Add a new name before and after names that start with a capital letter



  • Hello

    I have a very large text and I want to make a change on the words that start with a capital letter like for example :

    several games like Sonic, Mario, Spiderman, etc…
    Games by excel!

    Make it like this:

    several games like Myname1 Sonic Myname2, Myname1 Mario Myname2, Myname1 Spiderman Myname2, etc.
    Myname1 Games Myname2 by excel!

    Thank’s for the help



  • @El-kohen-Amal said in Add a new name before and after names that start with a capital letter:

    I want to make a change on the words that start with a capital letter

    This is fairly simple. Using regular expressions (regex) we have (using Replace function)
    Find What:(\u\w+)
    Replace With:Myname1 \1 Myname2

    As it’s a regular expression the search mode MUST be regular expression.

    As an explanation:
    \u means find an upper case character, so from A to Z.
    \w+ means find 1 (or more) word characters. Now as well as including the lower case a to z it also includes numbers and the underscore _. If you want to include ONLY a to z characters use \u\l+ in the Find What field instead.
    \1 refers to the group captured in the Find What field (inside the ( )).

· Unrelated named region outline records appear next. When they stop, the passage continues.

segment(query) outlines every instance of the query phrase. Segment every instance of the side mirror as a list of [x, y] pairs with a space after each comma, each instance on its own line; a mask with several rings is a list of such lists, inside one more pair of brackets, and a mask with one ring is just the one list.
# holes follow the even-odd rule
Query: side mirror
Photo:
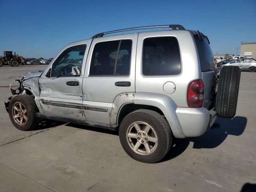
[[51, 76], [51, 71], [52, 69], [50, 69], [48, 71], [48, 72], [47, 72], [46, 75], [45, 75], [46, 77], [50, 77]]
[[81, 67], [78, 66], [72, 67], [72, 75], [79, 76], [81, 74]]

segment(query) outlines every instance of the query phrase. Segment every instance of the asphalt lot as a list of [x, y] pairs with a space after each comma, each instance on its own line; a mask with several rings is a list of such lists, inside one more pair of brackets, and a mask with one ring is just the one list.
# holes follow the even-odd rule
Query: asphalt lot
[[50, 121], [16, 129], [4, 108], [7, 86], [46, 67], [0, 68], [0, 192], [240, 192], [256, 184], [256, 73], [242, 73], [236, 117], [177, 140], [162, 161], [149, 164], [126, 154], [118, 132]]

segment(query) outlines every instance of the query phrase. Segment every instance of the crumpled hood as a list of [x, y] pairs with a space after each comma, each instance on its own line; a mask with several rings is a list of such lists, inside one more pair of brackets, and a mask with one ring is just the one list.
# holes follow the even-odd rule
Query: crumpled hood
[[22, 80], [25, 80], [26, 79], [28, 79], [32, 77], [39, 77], [42, 74], [44, 71], [35, 71], [33, 72], [29, 72], [26, 74], [22, 77]]

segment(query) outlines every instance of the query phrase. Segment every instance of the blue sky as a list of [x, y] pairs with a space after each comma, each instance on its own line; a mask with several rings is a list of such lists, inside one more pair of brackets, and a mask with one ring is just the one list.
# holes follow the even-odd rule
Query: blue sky
[[256, 42], [256, 0], [0, 0], [0, 55], [54, 57], [100, 32], [171, 24], [207, 35], [214, 54], [236, 54], [241, 42]]

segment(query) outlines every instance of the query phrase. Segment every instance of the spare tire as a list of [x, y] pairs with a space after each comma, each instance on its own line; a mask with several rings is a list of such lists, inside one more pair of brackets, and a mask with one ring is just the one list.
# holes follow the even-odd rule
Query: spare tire
[[233, 118], [236, 114], [241, 71], [238, 66], [224, 66], [220, 71], [216, 96], [219, 117]]

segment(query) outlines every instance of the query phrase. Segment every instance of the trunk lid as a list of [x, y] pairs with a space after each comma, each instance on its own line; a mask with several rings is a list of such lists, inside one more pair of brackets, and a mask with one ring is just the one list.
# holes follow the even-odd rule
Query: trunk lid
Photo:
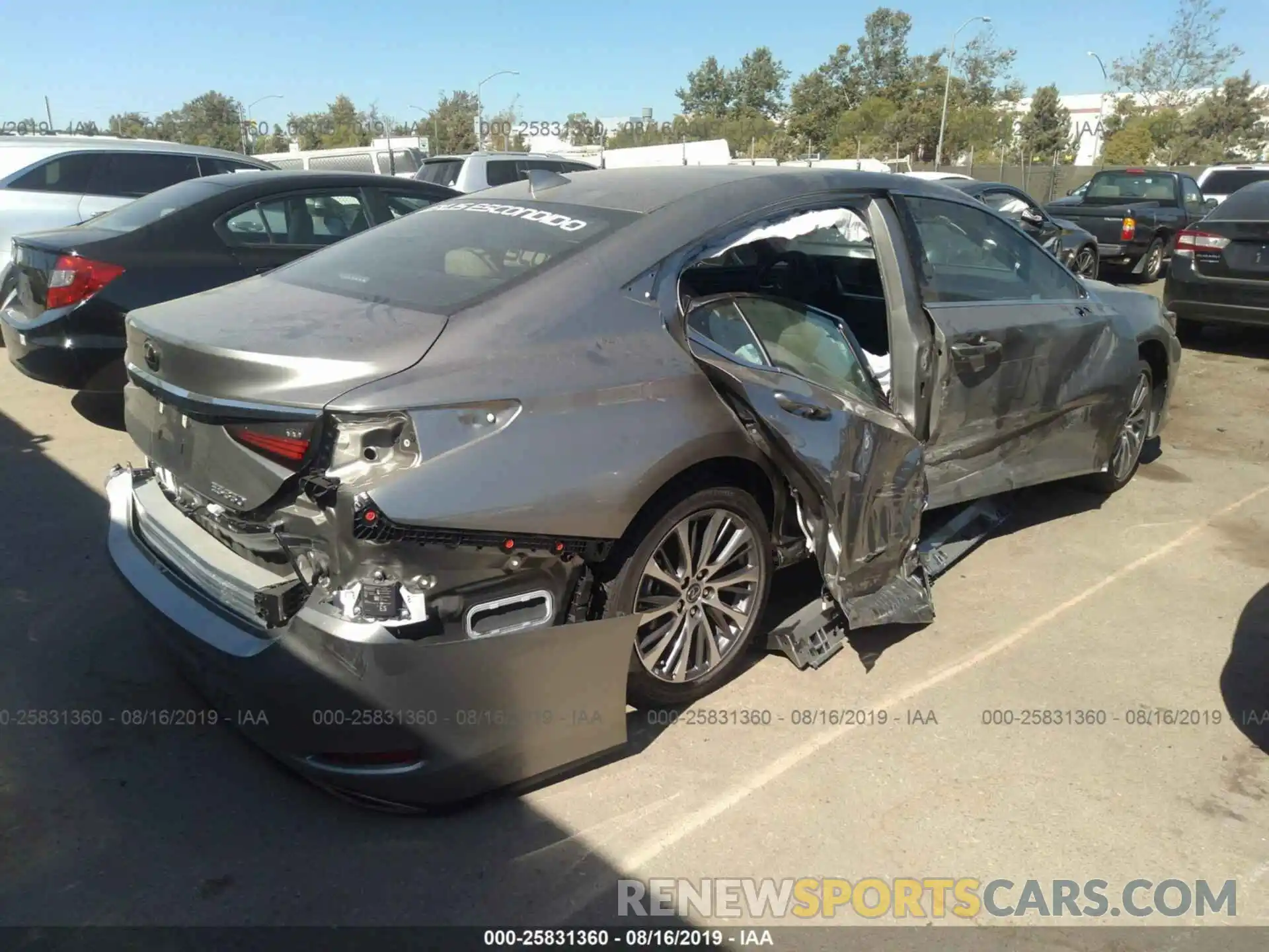
[[1193, 228], [1230, 242], [1223, 249], [1199, 249], [1194, 253], [1194, 270], [1204, 278], [1269, 284], [1269, 222], [1204, 218]]
[[326, 404], [418, 363], [444, 325], [268, 277], [140, 308], [128, 434], [176, 486], [258, 509], [317, 452]]
[[[133, 311], [129, 369], [232, 415], [240, 404], [320, 410], [418, 363], [445, 317], [272, 277], [249, 278]], [[216, 410], [216, 407], [221, 407]]]

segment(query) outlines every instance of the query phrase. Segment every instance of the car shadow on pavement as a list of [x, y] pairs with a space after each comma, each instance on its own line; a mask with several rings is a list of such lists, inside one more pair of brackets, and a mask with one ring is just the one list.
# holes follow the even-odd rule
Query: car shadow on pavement
[[103, 493], [48, 447], [0, 414], [0, 493], [18, 500], [0, 532], [0, 924], [647, 925], [617, 919], [622, 872], [599, 845], [656, 816], [622, 798], [631, 767], [580, 779], [598, 786], [569, 823], [509, 795], [388, 816], [223, 725], [124, 716], [209, 708], [114, 574]]
[[71, 406], [96, 426], [119, 430], [123, 426], [123, 393], [93, 393], [81, 390], [71, 397]]
[[1239, 616], [1221, 670], [1221, 697], [1235, 726], [1269, 754], [1269, 585]]
[[[1269, 329], [1266, 327], [1199, 326], [1187, 333], [1181, 338], [1181, 344], [1187, 350], [1269, 360]], [[1269, 366], [1260, 369], [1269, 373]]]

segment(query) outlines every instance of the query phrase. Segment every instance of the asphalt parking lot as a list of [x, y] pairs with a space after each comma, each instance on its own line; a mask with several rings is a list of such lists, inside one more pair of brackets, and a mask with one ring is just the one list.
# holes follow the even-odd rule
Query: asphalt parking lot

    I suggest you start reading some of the regex documentation listed under the FAQ section of this forum. Get to know the basics of regex. It doesn’t take much to learn this basic expression. There are many edits you can do with only a limited/basic knowledge of regex.

    Terry

    PS I should add that the \w includes upper and lower case characters, numbers and underscore. The \l is ONLY lower case characters so it is slightly different. I did assume that any word starting with a capital would ONLY have the first letter capitalised so using \w isn’t a problem. Just bear that in mind.



  • HI,

    I used the code you sent me, and I got the result on
    the following text:

    Myname1 several Myname2 Myname1 games Myname2 Myname1 like Myname2 Myname1 Sonic Myname2, Myname1 Mario Myname2, Myname1 Spiderman Myname2, Myname1 etc Myname2…
    Myname1 Games Myname2 Myname1 by Myname2 Myname1 excel Myname2!

    I wish that the change will be made only on words that contains at the beginning a capital letter like :

    several games like Myname1 Sonic Myname2, Myname1 Mario Myname2, Myname1 Spiderman Myname2, etc.
    Myname1 Games Myname2 by excel!

    Thanks again



  • @El-kohen-Amal said in Add a new name before and after names that start with a capital letter:

    I wish that the change will be made only on words that contains at the beginning a capital letter

    That’s what @Terry-R’s regular expression will do… but only if you have “Match Case” enabled, or if you use (?-i) at the beginning of the regular expression:

    • without match case = finds 10 matches 6d7e57a5-724d-4138-be86-dbc75bdb64a1-image.png
    • with match case = find 4 matches: 2f199213-8c6e-4a36-bd5c-b6c05c2e41c2-image.png
    • without match case, but with (?-i) prefixing finds 4 matches: 692fa0d7-b289-4105-82b3-5c23d5fc72c4-image.png

    Thus, to ignore the status of the “match case” setting, I would recommend (?-i)(\u\w+) as the Find What search expression. (The replacement is the same as @Terry-R showed; I was just using the Find > Count to show number of matches quickly.)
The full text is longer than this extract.